The pictures that accompany this journal entry say it all. Somewhat overwhelming to process even now. The NABA park was great - a place I never thought I'd want to go to because I swing a net, but my desires have changed towards how I connect to leps. Disagree with collecting-has-no-place-anymore but complied with Glassberg's park rules. Really a cool place he has created there.
It all comes back to Greg. He is at that magnificent place with his relationship to Nature that what he shares with others seems to have superseded what he gets from it. I deeply identified with his wanting to break out of the "Bird Expert" box he is known for and approached about. "I did that already", he'd say. My Odonate skills ratcheted up a few notches after a week with this man. A great teacher. A kind man.
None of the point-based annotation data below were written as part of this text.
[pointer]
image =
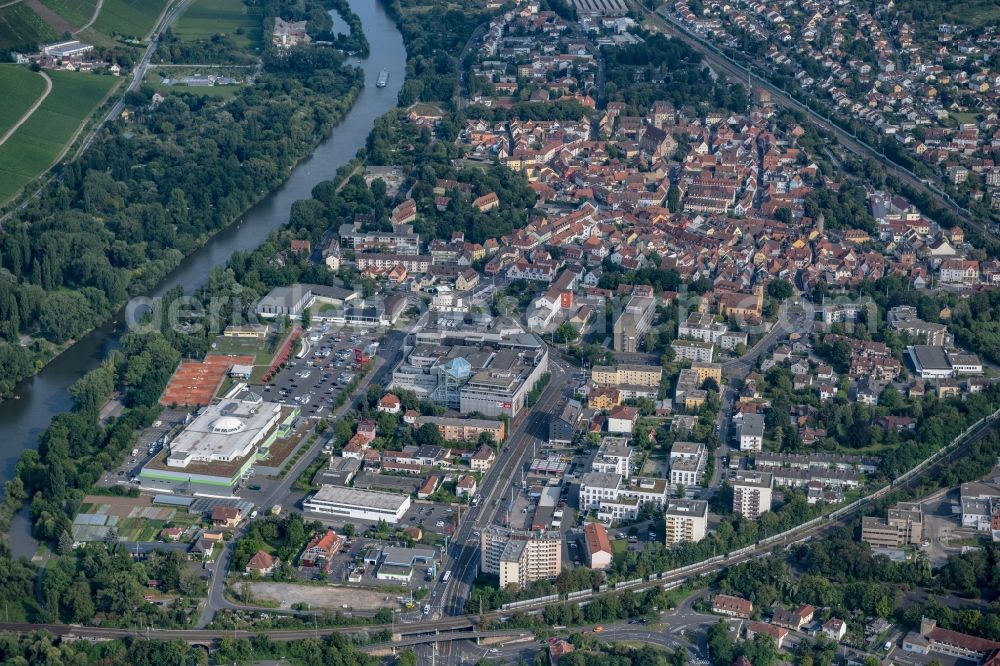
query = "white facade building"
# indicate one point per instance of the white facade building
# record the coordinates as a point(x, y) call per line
point(354, 504)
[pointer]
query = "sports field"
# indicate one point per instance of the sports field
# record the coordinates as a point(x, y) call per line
point(21, 27)
point(40, 140)
point(205, 18)
point(77, 12)
point(128, 18)
point(21, 88)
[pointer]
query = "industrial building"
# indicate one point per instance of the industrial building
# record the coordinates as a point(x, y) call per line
point(221, 444)
point(489, 368)
point(902, 525)
point(355, 504)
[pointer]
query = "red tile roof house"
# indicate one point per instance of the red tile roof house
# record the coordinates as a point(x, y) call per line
point(430, 485)
point(795, 619)
point(558, 650)
point(389, 404)
point(320, 550)
point(732, 606)
point(261, 564)
point(226, 516)
point(466, 486)
point(777, 633)
point(171, 533)
point(368, 429)
point(834, 628)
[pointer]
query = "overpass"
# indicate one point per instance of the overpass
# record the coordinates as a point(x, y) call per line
point(439, 637)
point(430, 630)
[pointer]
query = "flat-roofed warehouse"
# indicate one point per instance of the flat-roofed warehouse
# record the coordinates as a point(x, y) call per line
point(601, 7)
point(357, 504)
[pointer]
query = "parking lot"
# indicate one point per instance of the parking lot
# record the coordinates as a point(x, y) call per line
point(314, 382)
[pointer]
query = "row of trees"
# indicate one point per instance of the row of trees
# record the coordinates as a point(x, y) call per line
point(44, 649)
point(151, 189)
point(663, 68)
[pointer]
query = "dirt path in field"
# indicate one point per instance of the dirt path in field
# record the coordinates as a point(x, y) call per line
point(97, 12)
point(31, 109)
point(56, 22)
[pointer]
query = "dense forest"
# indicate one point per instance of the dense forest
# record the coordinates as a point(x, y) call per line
point(432, 54)
point(150, 190)
point(661, 68)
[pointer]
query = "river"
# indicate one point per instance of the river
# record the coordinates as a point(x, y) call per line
point(45, 395)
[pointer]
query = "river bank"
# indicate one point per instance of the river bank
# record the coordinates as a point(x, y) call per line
point(45, 395)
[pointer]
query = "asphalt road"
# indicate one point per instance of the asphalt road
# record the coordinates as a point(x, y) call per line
point(464, 551)
point(796, 535)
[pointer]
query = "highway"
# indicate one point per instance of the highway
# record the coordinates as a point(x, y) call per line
point(714, 56)
point(165, 21)
point(139, 73)
point(778, 543)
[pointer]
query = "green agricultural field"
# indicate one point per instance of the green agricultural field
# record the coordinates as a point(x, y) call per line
point(205, 18)
point(39, 141)
point(128, 18)
point(22, 29)
point(21, 87)
point(77, 12)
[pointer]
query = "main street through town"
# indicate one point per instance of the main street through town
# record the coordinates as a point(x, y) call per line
point(670, 25)
point(463, 556)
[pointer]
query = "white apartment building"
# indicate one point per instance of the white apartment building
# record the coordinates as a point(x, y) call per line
point(614, 457)
point(752, 493)
point(752, 432)
point(520, 556)
point(688, 461)
point(686, 520)
point(701, 326)
point(693, 350)
point(615, 499)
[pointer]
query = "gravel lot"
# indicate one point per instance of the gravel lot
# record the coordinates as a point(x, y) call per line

We had a day with iNater gyrfalcon ( Jennifer Rycenga) that I will never forget, driving along the beach at Boca Chica. I think I wandered across the Mexican Border because when I posted a Black Mangrove, I was in the US and a Great Southern White butterfly caught my eye and I walked only a few feet away and the coordinated read Mexico. Whoops. Another favorite memory: Greg really putting up with my "Roadkill Series"- a tongue-and-check homage to the "Poor Little Critters on the Road" ( a cool song by the Knitters) "We gotta find you your first Armadillo. There's a joke in this state that they are born dead along the Highway." 9 species I iNated.
79 new butterflies, 18 new odes, 35 new birds, 7 new mammals, 2 new frogs even!
Ten days. Ten days with a stranger I met on iNat. Can't wait to see him and his state again. And Jericho the cat.